An Interview With Sourcegraph

Better coding, better communities.

Posted by Vaibhav Mallya on May 12, 2014
I stumbled on Sourcegraph when I was Googling for a usage example of one of the Flask APIs. Apparently, that's exactly what the team wants - Sourcegraph is trying to become the most comprehensive utility for code search, comprehension, and reputation.

Sourcegraph HQ is in a short building on the border of Financial District. I buzz the intercom, and Charles, the community manager, lets me know that one of the founders is coming down. Quinn waves me inside, and we walk up the stairs and past a broken elevator. The office at top is surprisingly large, with several large TVs lining the walls. A drone rests in one corner, and a pile of dog toys lays strewn haphazardly in another. "Milton's at doggy day care today, but he's here most days. Want to eat?" Quinn asks. "Yep!" I exclaim. We start talking, alternating with bites of our sandwiches.
Beyeng Liu- Founder. Stanford grad, ex-Palantir engineer. Enjoys eating, hiking, and eating.

Beyeng Liu

How did it start?
Quinn and I went to Stanford together, worked on a bunch of class projects together, and worked at Palantir together. One day I was chatting with him at my housewarming in Corona Heights - we were discussing issuses we'd experienced as programmers. That's where the discussion really started.
What was the most compelling part of the idea?
Programmers today are mostly reading code, making decisions about the libraries to use, and figuring out how to put those libraries together. The other tools available today don't take advantage of all the information that's available. I like to say that the right example is worth a thousand lines of documentation - an example can show you at a glance how you should use an API and reason about it.
If Google Code Search had still been around, do you think you still would have started this?
We do things quite a bit differently than Google Code Search.
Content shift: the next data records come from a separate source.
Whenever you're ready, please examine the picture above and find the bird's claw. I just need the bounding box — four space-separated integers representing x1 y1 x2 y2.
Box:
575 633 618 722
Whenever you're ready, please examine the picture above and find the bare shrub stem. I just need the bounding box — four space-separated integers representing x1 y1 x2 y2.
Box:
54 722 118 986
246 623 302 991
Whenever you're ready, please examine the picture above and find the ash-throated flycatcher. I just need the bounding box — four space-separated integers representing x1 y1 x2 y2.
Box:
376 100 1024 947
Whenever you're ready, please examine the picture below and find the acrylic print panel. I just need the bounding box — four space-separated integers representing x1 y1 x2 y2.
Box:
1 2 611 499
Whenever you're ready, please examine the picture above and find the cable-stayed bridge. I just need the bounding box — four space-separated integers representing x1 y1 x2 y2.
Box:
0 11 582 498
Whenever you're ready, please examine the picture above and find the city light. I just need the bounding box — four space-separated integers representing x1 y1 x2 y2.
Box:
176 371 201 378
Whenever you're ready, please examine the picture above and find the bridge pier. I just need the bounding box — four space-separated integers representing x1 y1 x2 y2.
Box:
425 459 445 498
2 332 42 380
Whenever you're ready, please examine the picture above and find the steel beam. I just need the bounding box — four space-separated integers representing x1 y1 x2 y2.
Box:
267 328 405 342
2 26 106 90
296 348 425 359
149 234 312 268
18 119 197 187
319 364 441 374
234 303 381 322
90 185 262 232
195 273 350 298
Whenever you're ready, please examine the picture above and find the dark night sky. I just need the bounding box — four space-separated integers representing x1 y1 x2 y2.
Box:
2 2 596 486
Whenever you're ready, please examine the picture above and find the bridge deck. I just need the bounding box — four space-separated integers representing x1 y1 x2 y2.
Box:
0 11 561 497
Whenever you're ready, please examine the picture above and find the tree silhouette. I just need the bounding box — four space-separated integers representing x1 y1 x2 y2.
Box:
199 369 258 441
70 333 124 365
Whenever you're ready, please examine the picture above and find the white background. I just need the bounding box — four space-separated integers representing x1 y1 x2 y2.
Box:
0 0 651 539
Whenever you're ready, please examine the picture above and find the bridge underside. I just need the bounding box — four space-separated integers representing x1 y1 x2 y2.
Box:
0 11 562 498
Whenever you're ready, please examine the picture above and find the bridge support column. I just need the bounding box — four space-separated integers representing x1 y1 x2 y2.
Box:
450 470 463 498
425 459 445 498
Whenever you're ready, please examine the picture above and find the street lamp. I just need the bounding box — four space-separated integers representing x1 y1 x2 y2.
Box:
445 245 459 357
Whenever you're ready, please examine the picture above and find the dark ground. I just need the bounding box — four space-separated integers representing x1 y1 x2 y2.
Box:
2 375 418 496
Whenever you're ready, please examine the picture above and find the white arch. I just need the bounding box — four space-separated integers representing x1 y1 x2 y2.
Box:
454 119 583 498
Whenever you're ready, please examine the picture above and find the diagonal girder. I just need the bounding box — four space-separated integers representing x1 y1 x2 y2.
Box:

It was this really fast trigram index. It was great if you had a particular expression in mind. But they didn't go through and parse the code like we do. It couldn't tell you who else uses this particular function or repository. We can. The use-case that we're targeting is: "I'm writing some code. I want to use a specific function and figure out how to use it as quickly as possible."
You're using PySonar and RubySonar to do deep analysis and type inferencing. In terms of the accuracy, are you seeing one language be easier than others to get right? For example, Ruby and Rails have a lot of metaprogramming patterns, as does Python.
Go is by far the easiest, since it's both statically typed and has good libraries for introspection. PySonar does a really good job at Python. For Ruby, we're using RubySonar and YARD. The particular tools we're using in flux, but we're going to open source them soon. As far as metaprogramming goes, it turns out with a few heuristics, you can capture a lot of the magic that people do in Ruby and Python.
What's your existing stack, and what kind of data volumes are you looking at?
Mostly Go on AWS. There's a massive PostgreSQL instance and massive Elasticsearch node. We also have a lot of file storage on S3. Basically, all history of every repository we've ever looked at, we store. We also have this really cool setup with Makefiles - when you're processing, analyzing, indexing repositories, you have a lot of complex and interdependent steps. Our system does all that with Makefiles very elegantly. We're both systems folks, so we gravitate towards those kinds of solutions. Overall we have 5 terabytes of data total right now. EBS has the git repositories for speed and cost - would be too expensive to get things from S3 for every request.
Something like this would be super useful for companies. Have you given any thought to that?
We have. We've talked to Twitter, Facebook, and a bunch of other companies about private installations. Down the road, yes, we are open. But for now we want to focus on building an awesome product that every single programmer can use. Sourcegraph should be one of the top three applications open while you're coding.
Quinn Slack- Founder. Stanford graduate, ex-Palantir engineer. Dog owner and avid reader of historical nonfiction.

Quinn Slack

EBS has historically been pretty terrible on a lot of fronts. What's been your experience using it?
It is slow, but it's the simplest thing that works (that we've found). We need a filesystem because storing git/hg repositories on S3 or other object stores would be much slower and quite costly (due to the number of random reads/writes, and the total number of objects stored per repository). Currently we get ~40msec latency for fetching a file from git, and ~100msec from hg. Those numbers spike when the server's under heavy load, because of 2 bottlenecks. One is spawning the git/hg processes (which we can sometimes but not always avoid) and the EBS disk itself.
How do people use Sourcegraph?
So there are several main ways right now. One is if you're a programmer and you're writing some code, you can figure out how to use a specific piece of code. We can give you exact, real, examples right now - nobody else can do that. The other thing - if you're an author, you can see how people are using your code. It's just a really amazing feeling to see other people using your stuff. We've also had Django, libcloud, and several other big projects use Sourcegraph to figure out: Can we simply deprecate this function? Or do we need a helper function? Finally, if you have a library or snippet, you can see who is using that snippet, line, or library. And you'll see how it filters down. So you can see the impact you're having.
I see - this isn't just a pull-request-based graph. You want to make a deep reputation system for code. Very interesting. What's next?
Well, Java is the next language well want to support. But more broadly, Sourcegraph is an interesting combination of systems and PL challenges. A friend who works at one of the Stanford security labs thinks Sourcegraph can help find a new class of exploit. Say some library makes some assumption with an API. It has its own static analysis tools, it has tests, and its fine internally. But, a lot of other things might call into it, and some of those callers might violate those assumptions.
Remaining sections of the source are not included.